つくる旅
織物

信州紬

Shinshu Tsumugi

長野県

信州紬は長野県全域で織られる絹織物で、紬糸の素朴な節(ふし)感と深みある色合いが特徴の伝統的工芸品です。

歴史

信州(現在の長野県)は古くから養蚕が盛んな地域であり、その豊富な絹糸の産地としての歴史を背景に、紬織りの文化が育まれてきました。江戸時代には庶民の日常着や旅人の衣として広く用いられ、質実剛健な信州の気質とともに発展しました。明治・大正期に入ると製糸業が近代化し、全国的な流通網が整うなかで信州紬の知名度も高まりました。昭和に入ると産業化の波を受けながらも、伝統的な手仕事の価値が見直され、経済産業大臣指定の伝統的工芸品として認定されています。現在も上田・松本・飯田など県内各地の産地がそれぞれの個性を保ちながら、職人たちが手織りの技を継承しています。

素材

主な素材は絹糸で、特に玉繭(たままゆ)や屑繭(くずまゆ)から手で紡いだ紬糸が用いられます。紬糸は繊維の太さが均一でないため、織り上がりに独特の節(ふし)が生まれ、素朴な風合いを生み出します。長野県は蚕の飼育に適した気候を持ち、良質な絹繭の産地として知られてきました。
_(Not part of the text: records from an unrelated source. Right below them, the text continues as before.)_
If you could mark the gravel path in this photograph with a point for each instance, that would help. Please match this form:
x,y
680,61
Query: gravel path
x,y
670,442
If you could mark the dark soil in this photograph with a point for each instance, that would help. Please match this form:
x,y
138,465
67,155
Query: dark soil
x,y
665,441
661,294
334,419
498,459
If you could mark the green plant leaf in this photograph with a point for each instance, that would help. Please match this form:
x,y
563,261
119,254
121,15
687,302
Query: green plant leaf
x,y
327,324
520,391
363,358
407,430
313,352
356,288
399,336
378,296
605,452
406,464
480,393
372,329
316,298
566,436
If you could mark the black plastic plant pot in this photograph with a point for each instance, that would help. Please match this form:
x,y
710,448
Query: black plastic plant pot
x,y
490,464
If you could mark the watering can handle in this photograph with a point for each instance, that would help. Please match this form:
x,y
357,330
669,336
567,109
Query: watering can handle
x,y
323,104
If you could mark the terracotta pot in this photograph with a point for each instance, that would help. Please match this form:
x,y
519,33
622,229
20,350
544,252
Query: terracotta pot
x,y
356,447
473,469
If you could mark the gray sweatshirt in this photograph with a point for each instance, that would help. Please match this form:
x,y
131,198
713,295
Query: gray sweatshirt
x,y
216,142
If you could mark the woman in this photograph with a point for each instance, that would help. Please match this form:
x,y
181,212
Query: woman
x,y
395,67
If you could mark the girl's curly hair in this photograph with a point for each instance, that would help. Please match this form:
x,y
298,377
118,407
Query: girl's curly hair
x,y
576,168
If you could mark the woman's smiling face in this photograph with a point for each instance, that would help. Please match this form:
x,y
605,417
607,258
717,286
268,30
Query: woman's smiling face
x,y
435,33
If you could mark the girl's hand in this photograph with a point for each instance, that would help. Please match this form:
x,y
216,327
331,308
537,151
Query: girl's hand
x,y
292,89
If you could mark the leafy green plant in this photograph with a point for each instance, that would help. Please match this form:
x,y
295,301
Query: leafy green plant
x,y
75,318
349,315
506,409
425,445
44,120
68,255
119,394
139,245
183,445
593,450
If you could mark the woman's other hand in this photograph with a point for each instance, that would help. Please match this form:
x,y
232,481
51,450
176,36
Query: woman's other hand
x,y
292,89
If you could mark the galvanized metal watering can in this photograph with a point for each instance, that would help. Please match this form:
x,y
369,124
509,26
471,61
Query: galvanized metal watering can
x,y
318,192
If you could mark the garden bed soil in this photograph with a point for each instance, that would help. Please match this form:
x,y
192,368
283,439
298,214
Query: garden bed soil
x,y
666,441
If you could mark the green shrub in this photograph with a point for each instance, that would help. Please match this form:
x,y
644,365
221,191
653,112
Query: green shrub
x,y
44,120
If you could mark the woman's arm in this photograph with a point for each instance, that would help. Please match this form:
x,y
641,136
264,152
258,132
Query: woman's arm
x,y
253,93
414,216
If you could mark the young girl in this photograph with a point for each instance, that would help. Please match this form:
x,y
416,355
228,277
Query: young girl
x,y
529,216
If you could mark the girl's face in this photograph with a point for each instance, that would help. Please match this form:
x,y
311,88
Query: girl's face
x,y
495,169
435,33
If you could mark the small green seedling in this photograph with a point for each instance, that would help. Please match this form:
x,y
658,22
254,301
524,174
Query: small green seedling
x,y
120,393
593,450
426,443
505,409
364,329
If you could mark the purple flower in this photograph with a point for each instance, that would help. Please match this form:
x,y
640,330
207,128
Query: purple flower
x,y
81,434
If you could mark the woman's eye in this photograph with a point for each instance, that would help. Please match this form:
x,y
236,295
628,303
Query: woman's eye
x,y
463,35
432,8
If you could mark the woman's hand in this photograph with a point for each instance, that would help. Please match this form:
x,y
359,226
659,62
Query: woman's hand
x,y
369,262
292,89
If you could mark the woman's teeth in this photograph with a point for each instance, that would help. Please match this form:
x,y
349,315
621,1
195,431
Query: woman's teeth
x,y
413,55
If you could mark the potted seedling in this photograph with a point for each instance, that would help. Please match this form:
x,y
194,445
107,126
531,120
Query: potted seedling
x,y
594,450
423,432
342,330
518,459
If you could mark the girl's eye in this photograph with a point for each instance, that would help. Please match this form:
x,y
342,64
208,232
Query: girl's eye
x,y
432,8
染色には植物染料が伝統的に用いられ、地域の山野草や樹木から得られる草木染めによって、深みのある自然色が表現されます。

技法

信州紬の最大の特徴は、紬糸を使った手織りにあります。まず繭を煮て解いた糸、あるいは手で引き延ばした真綿から糸を手紡ぎし、これを経糸・緯糸として用います。染色工程では草木染めや化学染料を使い分けながら、糸染めが行われます。織りは高機(たかばた)を用いた手織りが基本で、織り手が一本一本丁寧に緯糸を通すことで、紬独特の節感と丈夫さが生まれます。上田紬や松本紬など産地によって絣(かすり)模様や格子縞など意匠に個性があり、長年にわたって培われた地域固有の技が受け継がれています。

風土と工芸

長野県は内陸性気候で寒暖差が大きく、この気候条件が養蚕に適した環境を生み出してきました。また、山々に囲まれた盆地地形が独自の地域文化を育み、各産地の紬に個性豊かな意匠と技を根付かせています。